What economists do when they aren’t telling everyone else what to think on cable news is to make simplified assumptions about our world, build imaginary economies based on those assumptions—otherwise known as models—and draw lessons. The rest of us do not think so differently, either. An economy is too complex to see completely; we all envision simplified models. Common sense is just a grab-bag of not always coherent models.
Of course, models depend on assumptions. I ask what fundamental assumptions underlie the conflicting models used to answer economic questions. It is not obvious. Fundamental assumptions are so deeply buried in our thinking that we may hardly even notice them, let alone question them. I also ask if given assumptions and models are plausible.
“Practical men, who believe themselves to be quite exempt from any intellectual influence,” Keynes wrote, “are usually the slaves of some defunct economist.” Defunct—and living— economists often express ideas more clearly than the supposed common sense that filters down. I cull writings of disputing economists to better understand our economic thinking.
I discuss the classical political economists Adam Smith, David Ricardo and Karl Marx, who assigned vital roles to society as well as markets; “neoclassical” academics, who rejected their classical predecessors and envisioned a pure market economy; John Maynard Keynes, who saw society as determining investment and growth; Keynes’ followers who cannot agree what he said; Keynes’ opponents whose rational actors drive economies to not-quite-optimal equilibria; and several heterodox and complexity theorists who take alternative tacks.
I tried to read economists closely enough—yet compare them from sufficient distance—to see their fundamental assumptions and models. I read all the models I discuss in the original, with all the mathematical detail, but I explain them verbally. I include no equations.
Whether a model is sensible or crazy is not so easy to say. I compare how competing models explain some historical episodes—say, the post-World War II decades when most capitalist economies grew faster than ever before or sense. Which model is most consistent not only with the data but with how people and institutions acted and what they said?
4. What are the main findings of your book?
I favor “structuralist” models. They take from Keynes the idea that capitalists’ “animal spirits”—and social institutions that shape them—must enter into determining investment and growth. They take from Ricardo the idea that the “habits and customs of the people”—a social agreement about fair recompense—must enter into determining how income is distributed. The point isn’t that pure markets would shape an unjust economy. It is that pure markets could not shape any economy whatsoever. Society must enter, for better or worse.
However, I argue for an ecumenical approach. Models can be useful because they simplify—some neoclassical models can be useful—yet all models must be wrong at some level because they simplify. In trying to answer a question, we should look for shortfalls in our favorite models (including common sense) and compare them with competing models.

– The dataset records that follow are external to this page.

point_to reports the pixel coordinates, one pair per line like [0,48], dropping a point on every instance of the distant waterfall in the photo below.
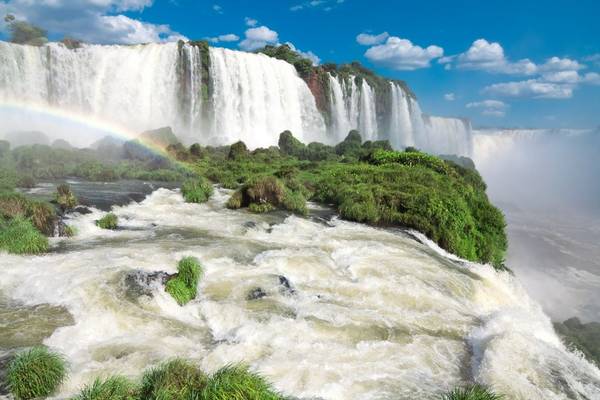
[236,96]
[257,97]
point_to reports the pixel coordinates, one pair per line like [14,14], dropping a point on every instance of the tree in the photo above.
[23,32]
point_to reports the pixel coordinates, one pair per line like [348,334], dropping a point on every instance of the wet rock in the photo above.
[83,210]
[141,283]
[285,286]
[255,294]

There isn’t much existing literature. Economists mostly compare “imperfect” variations on the same fundamental assumptions, not fundamentally different assumptions. Political scientists often compare fundamentally competing economic ideas, but it is rarely clear what precise economic models they have in mind. Robert Heilbroner’s Worldly Philosophers is a wonderful book about diverse economists, but I scrutinize their actual models in a way he does not. Reconstructing Macroeconomics (at an advanced level) and Maynard’s Revenge (at a simpler level) by Lance Taylor, with whom I studied, do explain fundamentally disputing models. In Assumptions, I explain models more simply, focusing more intently on their assumptions, their philosophical underpinnings, and how they might best be judged.
6. How does the book relate to your own (personal/professional) background?
Writing it was an obsession of mine. As a political scientist and journalist who’s good at math (I did an undergraduate math major), I had the skills to write it.
7. What further research into the book’s themes would you suggest?
There is enormous room for serious comparison of fundamentally competing economic models. Whether such work could get anyone tenure is another question.